Query - The user’s question is converted to an embedding
Search - Similar document chunks are retrieved
Context - Retrieved chunks are sent to the AI model
Response - The model generates an answer using the context

Each step can be configured to optimize for your use case.

Chunking Settings

Chunking splits documents into smaller pieces for retrieval.

Chunk Size

How many tokens per chunk (default: 512).

Size	Pros	Cons
Small (256)	Precise retrieval	May split context
Medium (512)	Good balance	Default choice
Large (1024)	More context per chunk	Less precise matching

When to adjust:

Decrease for Q&A with short, specific answers
Increase for documents where context spans paragraphs

Chunk Overlap

Tokens shared between consecutive chunks (default: 50). Overlap ensures that information at chunk boundaries isn’t lost. A sentence at the end of one chunk appears at the start of the next.

Overlap	Pros	Cons
Small (0-25)	Less redundancy	May lose boundary context
Medium (50)	Balanced	Default choice
Large (100+)	Better continuity	More storage, slower search

Chunking Strategy

How text is split:

Strategy	Description
Fixed	Split at token count (default)
Paragraph	Split at paragraph boundaries
Sentence	Split at sentence boundaries
Semantic	Split by meaning changes

Start with the default fixed strategy. Switch to semantic chunking if you notice important concepts being split awkwardly.

Embedding Settings

Embedding Model

The model that converts text to vectors. Changing models requires reindexing all documents. Consider:

Language - Some models specialize in specific languages
Domain - Specialized models for code, legal, medical, etc.
Size - Larger models are more accurate but slower

Embedding Dimensions

Higher dimensions capture more nuance but use more storage. Most models have a fixed dimension (e.g., 1536 for OpenAI embeddings).

Retrieval Settings

Top K

How many chunks to retrieve (default: 5).

K Value	Pros	Cons
Small (3-5)	Focused, fast	May miss relevant info
Medium (5-10)	Good coverage	Default choice
Large (10-20)	Comprehensive	May include irrelevant chunks

Similarity Threshold

Minimum similarity score to include a chunk (0-1 scale).

Threshold	Effect
Low (0.3)	More results, lower relevance
Medium (0.5)	Balanced
High (0.7)	Fewer results, higher relevance

Set higher thresholds when precision matters more than recall.

Reranking

Optional second pass to improve retrieval quality:

Initial search retrieves more candidates (e.g., 20)
A reranking model scores each candidate
Only top results are used

Reranking improves quality but adds latency. Enable for use cases where accuracy is critical.

Knowledge Base Settings

Access these in the knowledge base’s Settings tab.

Configuring Chunking

Open the knowledge base
Go to Settings > Processing
Adjust chunk size and overlap
Click Save

Changing chunking settings only affects new documents.

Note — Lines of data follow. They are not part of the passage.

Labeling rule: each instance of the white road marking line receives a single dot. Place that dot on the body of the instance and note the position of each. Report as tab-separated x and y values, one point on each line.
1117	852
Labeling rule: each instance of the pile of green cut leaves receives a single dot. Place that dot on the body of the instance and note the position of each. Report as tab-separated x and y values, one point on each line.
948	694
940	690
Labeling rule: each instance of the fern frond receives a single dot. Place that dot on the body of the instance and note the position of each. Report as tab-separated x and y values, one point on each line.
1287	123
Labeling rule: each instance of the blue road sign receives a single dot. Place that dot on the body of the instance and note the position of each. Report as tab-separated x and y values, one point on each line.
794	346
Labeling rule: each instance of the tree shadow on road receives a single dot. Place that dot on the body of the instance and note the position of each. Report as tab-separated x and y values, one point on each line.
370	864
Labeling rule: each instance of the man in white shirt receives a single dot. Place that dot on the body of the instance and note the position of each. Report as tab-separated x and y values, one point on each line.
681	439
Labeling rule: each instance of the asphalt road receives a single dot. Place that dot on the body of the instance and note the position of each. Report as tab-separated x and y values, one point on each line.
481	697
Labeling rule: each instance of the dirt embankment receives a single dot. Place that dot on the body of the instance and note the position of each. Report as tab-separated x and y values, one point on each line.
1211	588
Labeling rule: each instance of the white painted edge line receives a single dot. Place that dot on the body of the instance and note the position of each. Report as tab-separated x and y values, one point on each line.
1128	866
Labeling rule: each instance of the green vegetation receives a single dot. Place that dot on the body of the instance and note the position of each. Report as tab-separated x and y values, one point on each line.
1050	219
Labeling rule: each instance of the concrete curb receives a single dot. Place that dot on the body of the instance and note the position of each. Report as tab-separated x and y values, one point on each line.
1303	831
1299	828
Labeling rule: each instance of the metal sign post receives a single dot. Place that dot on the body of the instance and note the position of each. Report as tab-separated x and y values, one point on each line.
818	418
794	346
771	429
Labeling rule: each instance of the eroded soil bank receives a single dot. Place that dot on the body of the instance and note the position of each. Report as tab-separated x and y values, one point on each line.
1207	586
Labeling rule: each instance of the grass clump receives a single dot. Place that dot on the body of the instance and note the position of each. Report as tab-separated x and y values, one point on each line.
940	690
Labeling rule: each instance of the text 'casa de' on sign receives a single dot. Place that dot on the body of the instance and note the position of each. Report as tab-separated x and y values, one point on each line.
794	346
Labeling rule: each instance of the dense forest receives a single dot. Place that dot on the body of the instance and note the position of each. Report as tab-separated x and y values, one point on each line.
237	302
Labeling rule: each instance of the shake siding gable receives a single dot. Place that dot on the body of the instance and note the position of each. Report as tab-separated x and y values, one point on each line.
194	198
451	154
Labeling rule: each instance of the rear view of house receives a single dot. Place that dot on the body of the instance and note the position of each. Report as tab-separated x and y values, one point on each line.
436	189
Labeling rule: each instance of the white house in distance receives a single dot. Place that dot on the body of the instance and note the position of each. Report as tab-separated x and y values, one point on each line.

Click Reindex All to apply changes to existing documents.

Configuring Retrieval

Open the knowledge base
Go to Settings > Retrieval
Adjust Top K, threshold, and reranking
Click Save

Retrieval settings take effect immediately - no reindexing needed.

Testing Retrieval

After changing settings, test the impact:

Go to the knowledge base
Use the Test Search feature (if available)
Enter a query
Review which chunks are retrieved
Check if relevant content is included

Or test via an agent:

Open an agent that uses this knowledge base
Go to Playground
Ask questions and observe tool calls
Check if the retrieved context is relevant

Common Scenarios

FAQ-Style Content

Short questions with specific answers:

Chunk size: 256-512
Top K: 3-5
High similarity threshold (0.6+)

Long-Form Documents

Research papers, manuals, reports:

Chunk size: 512-1024
Overlap: 100+
Top K: 5-10

Technical Documentation

Code examples, API references:

Consider code-aware chunking
Higher overlap to preserve examples
Semantic chunking if available

Mixed Content

Various document types:

Start with defaults
Test with representative queries
Adjust based on results

Performance Considerations

Index Size

Smaller chunks with more overlap = larger index:

More storage used
Potentially slower search
Better for accuracy-critical use cases

Query Latency

Factors affecting search speed:

Number of documents
Chunk count
Top K value
Reranking enabled

For large knowledge bases, balance quality vs. speed.

Cost

Consider:

Embedding API costs for indexing
Reranking costs if enabled
Token costs from larger context

Troubleshooting

”Agent doesn’t find relevant content”

Decrease similarity threshold
Increase Top K
Check if content is actually indexed
Verify the query matches document language/terminology

”Retrieved context seems irrelevant”

Increase similarity threshold
Enable reranking
Review chunk boundaries
Consider different embedding model

”Important context is split across chunks”

Increase chunk size
Increase overlap
Try semantic chunking

”Too much irrelevant content in responses”

Decrease Top K
Increase similarity threshold
Enable reranking
More specific instructions in agent prompt

Next Steps

Test with agents

See how settings affect real queries in the Playground

Advanced RAG

Learn about multi-query, hierarchical retrieval, and more

Overview

Chat

Agent Creator

Knowledges

Builder

Governe

Insights (beta)

Documentation Index

​Quick Start: Presets

​Document Parsing

​Understanding RAG

​Chunking Settings

​Chunk Size

​Chunk Overlap

​Chunking Strategy

​Embedding Settings

​Embedding Model

​Embedding Dimensions

​Retrieval Settings

​Top K

​Similarity Threshold

​Reranking

​Knowledge Base Settings

​Configuring Chunking

​Configuring Retrieval

​Testing Retrieval

​Common Scenarios

​FAQ-Style Content

​Long-Form Documents

​Technical Documentation

​Mixed Content

​Performance Considerations

​Index Size

​Query Latency

​Cost

​Troubleshooting

​”Agent doesn’t find relevant content”

​”Retrieved context seems irrelevant”

​”Important context is split across chunks”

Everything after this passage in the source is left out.